Step Four: Inviting Members
1. If you would like to invite members to your Course, start typing their display name. When a dropdown list appears, select their name from the list. Their name and avatar will appear under the heading Invites. When you’re finished, or if you do not wish to invite anyone at this time (you can always do it later!), click Finish, at the bottom of the page.
2. After you click Finish your course will be cloned, and you will be on the Course Profile page of your new course! Once the course is cloned, you will be the admin of the new cloned course, and the faculty member(s) who contributed previous versions of the course will be listed on the Acknowledgements line on the Course Profile and in the Site widget in the sidebar.
From here, you can (a) change settings such as privacy, Course description, or (b) change your avatar. From your Course Profile you can also access your (c) Course Site and Dashboard (the admin panel, where you will edit and add content to your Course Site).
Please note:
- All posts and pages the previous admin created on the previous course site will have been cloned, and published on the new site. You can review and move any to draft, as necessary.

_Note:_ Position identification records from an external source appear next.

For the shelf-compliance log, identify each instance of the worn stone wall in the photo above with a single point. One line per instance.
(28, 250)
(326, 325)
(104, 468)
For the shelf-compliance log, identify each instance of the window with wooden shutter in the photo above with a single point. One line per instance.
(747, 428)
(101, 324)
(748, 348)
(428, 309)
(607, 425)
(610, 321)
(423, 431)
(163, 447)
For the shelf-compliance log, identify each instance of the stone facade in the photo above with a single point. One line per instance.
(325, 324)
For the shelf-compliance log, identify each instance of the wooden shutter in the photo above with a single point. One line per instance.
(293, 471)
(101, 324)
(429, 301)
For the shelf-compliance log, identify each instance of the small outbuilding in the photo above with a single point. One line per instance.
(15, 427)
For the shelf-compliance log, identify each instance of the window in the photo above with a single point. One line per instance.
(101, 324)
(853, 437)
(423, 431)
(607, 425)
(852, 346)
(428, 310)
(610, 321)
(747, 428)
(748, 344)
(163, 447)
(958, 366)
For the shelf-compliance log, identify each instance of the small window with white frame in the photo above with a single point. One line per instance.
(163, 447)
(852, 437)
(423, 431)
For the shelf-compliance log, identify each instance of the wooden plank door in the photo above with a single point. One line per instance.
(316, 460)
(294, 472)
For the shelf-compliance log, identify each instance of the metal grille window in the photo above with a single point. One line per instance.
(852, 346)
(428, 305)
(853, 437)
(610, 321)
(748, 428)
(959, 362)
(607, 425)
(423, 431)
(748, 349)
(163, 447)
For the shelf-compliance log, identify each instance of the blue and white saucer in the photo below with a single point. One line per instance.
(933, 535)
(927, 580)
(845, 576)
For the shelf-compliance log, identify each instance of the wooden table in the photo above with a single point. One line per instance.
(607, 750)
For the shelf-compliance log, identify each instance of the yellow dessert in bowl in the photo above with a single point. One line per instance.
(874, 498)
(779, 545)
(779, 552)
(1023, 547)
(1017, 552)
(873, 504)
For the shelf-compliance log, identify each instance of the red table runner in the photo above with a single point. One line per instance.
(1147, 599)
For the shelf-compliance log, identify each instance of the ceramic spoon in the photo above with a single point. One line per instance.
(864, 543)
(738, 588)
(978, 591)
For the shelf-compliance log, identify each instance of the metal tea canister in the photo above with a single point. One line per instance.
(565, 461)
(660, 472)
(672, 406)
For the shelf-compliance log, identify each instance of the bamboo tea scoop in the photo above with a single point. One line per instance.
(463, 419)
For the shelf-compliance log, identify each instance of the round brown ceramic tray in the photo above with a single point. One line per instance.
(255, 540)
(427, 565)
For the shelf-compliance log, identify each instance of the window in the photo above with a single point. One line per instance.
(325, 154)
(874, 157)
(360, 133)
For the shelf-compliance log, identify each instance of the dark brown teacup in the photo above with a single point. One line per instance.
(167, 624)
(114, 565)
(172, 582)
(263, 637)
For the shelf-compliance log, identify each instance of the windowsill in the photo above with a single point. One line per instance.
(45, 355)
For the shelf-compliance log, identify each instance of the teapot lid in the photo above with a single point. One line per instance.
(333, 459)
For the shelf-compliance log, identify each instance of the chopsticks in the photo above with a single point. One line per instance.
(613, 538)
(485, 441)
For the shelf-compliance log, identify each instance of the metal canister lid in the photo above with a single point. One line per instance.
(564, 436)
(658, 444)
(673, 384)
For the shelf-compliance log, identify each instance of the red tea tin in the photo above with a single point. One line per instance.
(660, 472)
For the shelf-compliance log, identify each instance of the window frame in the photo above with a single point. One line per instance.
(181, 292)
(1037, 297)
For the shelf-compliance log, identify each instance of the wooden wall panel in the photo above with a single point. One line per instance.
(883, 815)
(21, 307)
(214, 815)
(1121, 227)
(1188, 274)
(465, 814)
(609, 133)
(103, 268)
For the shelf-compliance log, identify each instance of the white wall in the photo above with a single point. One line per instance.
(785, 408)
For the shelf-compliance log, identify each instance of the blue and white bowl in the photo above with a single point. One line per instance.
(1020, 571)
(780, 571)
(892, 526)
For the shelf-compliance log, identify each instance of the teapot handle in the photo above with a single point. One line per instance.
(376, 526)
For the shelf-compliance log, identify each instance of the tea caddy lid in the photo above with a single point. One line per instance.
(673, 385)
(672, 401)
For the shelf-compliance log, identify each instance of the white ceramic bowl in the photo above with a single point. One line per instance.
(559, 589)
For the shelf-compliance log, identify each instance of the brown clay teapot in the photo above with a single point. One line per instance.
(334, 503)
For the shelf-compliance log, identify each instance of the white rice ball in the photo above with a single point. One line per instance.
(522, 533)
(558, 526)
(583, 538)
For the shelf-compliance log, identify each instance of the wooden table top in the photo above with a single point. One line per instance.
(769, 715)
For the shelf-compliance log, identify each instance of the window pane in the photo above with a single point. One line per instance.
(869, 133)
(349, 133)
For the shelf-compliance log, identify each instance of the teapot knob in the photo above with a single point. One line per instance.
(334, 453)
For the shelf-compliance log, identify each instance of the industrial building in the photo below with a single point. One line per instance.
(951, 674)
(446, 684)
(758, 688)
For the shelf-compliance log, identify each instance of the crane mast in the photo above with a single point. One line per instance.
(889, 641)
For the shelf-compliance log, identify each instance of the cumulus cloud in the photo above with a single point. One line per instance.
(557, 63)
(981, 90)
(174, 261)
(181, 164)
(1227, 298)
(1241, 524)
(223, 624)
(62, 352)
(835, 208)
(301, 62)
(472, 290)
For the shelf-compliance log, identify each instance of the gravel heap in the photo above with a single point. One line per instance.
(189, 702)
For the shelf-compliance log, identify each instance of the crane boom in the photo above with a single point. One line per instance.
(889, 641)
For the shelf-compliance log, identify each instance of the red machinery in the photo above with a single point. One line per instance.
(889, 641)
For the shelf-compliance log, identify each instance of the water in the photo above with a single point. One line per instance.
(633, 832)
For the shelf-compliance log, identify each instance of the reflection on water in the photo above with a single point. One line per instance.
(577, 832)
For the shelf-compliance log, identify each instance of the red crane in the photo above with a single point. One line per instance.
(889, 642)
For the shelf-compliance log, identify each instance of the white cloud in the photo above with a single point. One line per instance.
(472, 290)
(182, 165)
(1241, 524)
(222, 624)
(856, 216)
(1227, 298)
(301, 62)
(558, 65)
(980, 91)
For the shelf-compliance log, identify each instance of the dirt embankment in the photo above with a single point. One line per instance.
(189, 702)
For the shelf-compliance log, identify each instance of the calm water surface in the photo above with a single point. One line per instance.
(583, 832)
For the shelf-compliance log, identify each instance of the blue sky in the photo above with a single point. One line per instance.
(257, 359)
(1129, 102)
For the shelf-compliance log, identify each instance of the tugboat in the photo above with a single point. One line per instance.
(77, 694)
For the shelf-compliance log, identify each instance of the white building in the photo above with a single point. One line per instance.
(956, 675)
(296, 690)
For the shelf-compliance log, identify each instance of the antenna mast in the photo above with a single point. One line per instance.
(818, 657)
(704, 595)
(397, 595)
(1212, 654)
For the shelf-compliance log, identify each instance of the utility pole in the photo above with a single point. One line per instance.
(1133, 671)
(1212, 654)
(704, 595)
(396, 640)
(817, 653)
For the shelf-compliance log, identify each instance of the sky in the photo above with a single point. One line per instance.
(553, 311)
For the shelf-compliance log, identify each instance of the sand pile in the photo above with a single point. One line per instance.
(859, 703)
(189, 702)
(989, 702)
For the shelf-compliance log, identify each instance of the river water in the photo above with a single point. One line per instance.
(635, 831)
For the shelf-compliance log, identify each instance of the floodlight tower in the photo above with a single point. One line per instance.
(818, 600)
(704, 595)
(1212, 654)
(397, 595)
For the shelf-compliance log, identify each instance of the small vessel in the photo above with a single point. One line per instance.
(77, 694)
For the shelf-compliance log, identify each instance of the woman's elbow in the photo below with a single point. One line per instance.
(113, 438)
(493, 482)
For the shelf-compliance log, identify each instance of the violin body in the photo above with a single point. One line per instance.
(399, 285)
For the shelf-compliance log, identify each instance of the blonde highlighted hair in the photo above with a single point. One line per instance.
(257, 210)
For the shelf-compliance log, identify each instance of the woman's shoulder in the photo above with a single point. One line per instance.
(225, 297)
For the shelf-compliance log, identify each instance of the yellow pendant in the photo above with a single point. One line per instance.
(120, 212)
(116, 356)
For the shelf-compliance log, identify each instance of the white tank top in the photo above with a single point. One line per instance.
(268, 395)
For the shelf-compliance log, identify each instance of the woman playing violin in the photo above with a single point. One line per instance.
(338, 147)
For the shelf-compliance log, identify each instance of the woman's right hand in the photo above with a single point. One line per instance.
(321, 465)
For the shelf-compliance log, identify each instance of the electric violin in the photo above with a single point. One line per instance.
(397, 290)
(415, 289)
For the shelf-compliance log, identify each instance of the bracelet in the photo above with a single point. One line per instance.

- If the previous admin had a custom menu it will be activated on the new site, but this can be edited at any time.
- Any posts created in the Discussion forum, Docs, or Files the previous admin uploaded will appear in the new course. You can keep these or delete any as necessary.
- The site theme and header image will remain the same, although you may change these at any time. In addition, any plugins or widgets activated on the old site will appear on the new site.
- Content created by former admins who have left the group before the time of cloning won’t be copied to the cloned site.